Research

Interests

My current research interests are primarily in developing tools in Topological Data Analysis (TDA) for computational biology. I am working with Guowei Wei on a couple of projects to build Persistent Topological Laplacians, like the one in this paper by Rui Wang.

Projects

Persistent Laplacian Library

I am working on a C++ library (with Python bindings) to efficiently compute many persistent Laplacian variations, unifying some disparate projects from multiple research groups in an efficient and user-friendly tool.

With preliminary testing, an experiment with the PDFL (below) that took 1.5 hours on 1 core of MSU’s High Performance Computing Cluster (HPCC) now takes about 12 seconds on 1 core of my laptop.

A Persistent Topological Laplacian for Directed Flag Complexes

Paper on arxiv, code on GitHub.

By combining persistent topological Laplacians with the directed flag complex (aka directed clique complex), we made the Persistent Directed Flag Laplacian (PDFL), which can glean information about the persistent homology and more. This builds on the fast persistent homology tool, Flagser, which was built similarly to Ripser: Computing Persistent Homology of Directed Flag Complexes by Daniel Lütgehetmann et al., 2020.
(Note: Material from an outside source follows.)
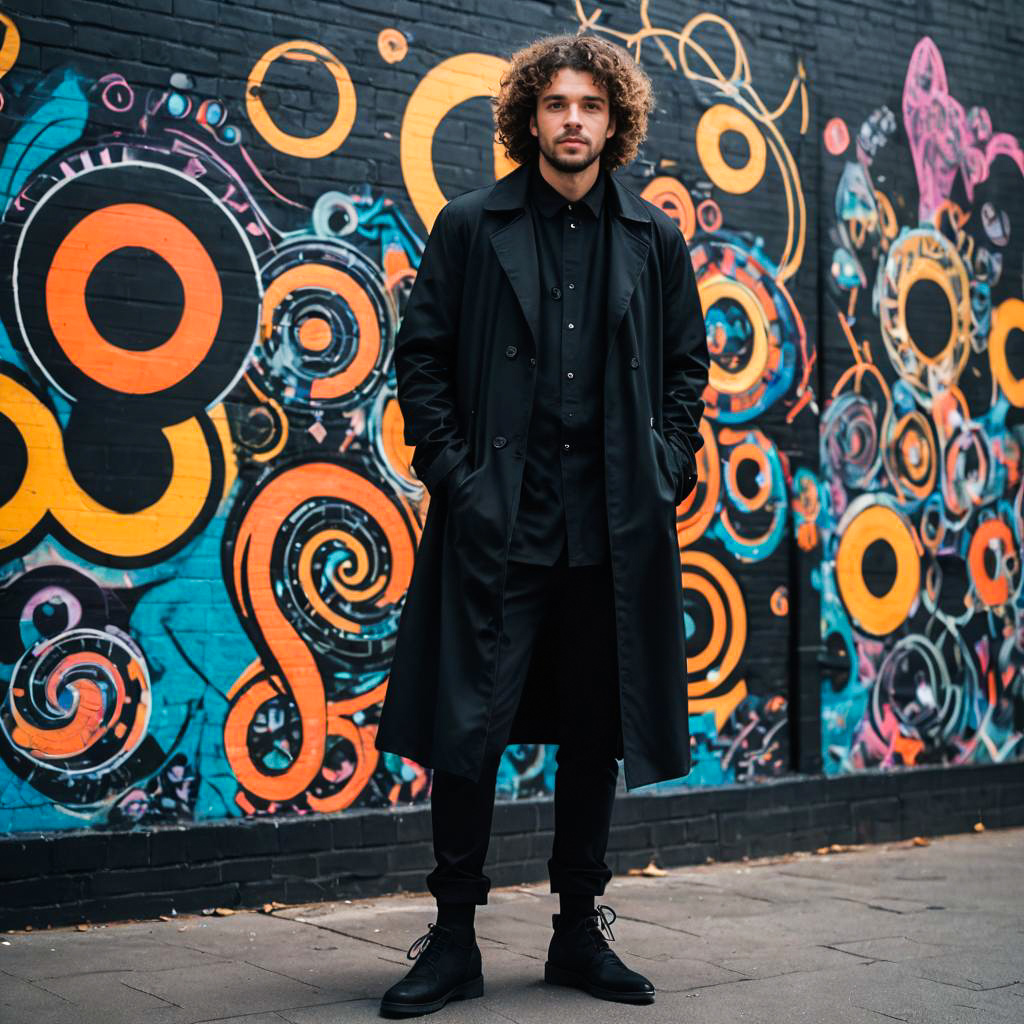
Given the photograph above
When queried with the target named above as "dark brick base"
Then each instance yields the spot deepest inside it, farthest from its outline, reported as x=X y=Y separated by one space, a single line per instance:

Here is a picture of a small filtered complex using a triangle, its persistent Betti numbers $\beta$ and the least nonzero persistent Eigenvalues $\lambda$.

Adaptive pseudo-time methods for solving the Nonlinear Poisson-Boltzmann Equation

This project is the basis for this paper, Ullah et al., 2023, and my master’s thesis. This work was completed with Shan Zhao’s research group at the University of Alabama.

I used a Proportional Integral Derivative (PID) controller to adaptively choose the time step in the numerical solution of a nonlinear PDE, the Poisson-Boltzmann Equation. This saved 84% of CPU time with only 0.06% relative error in computing the solvation energy of proteins.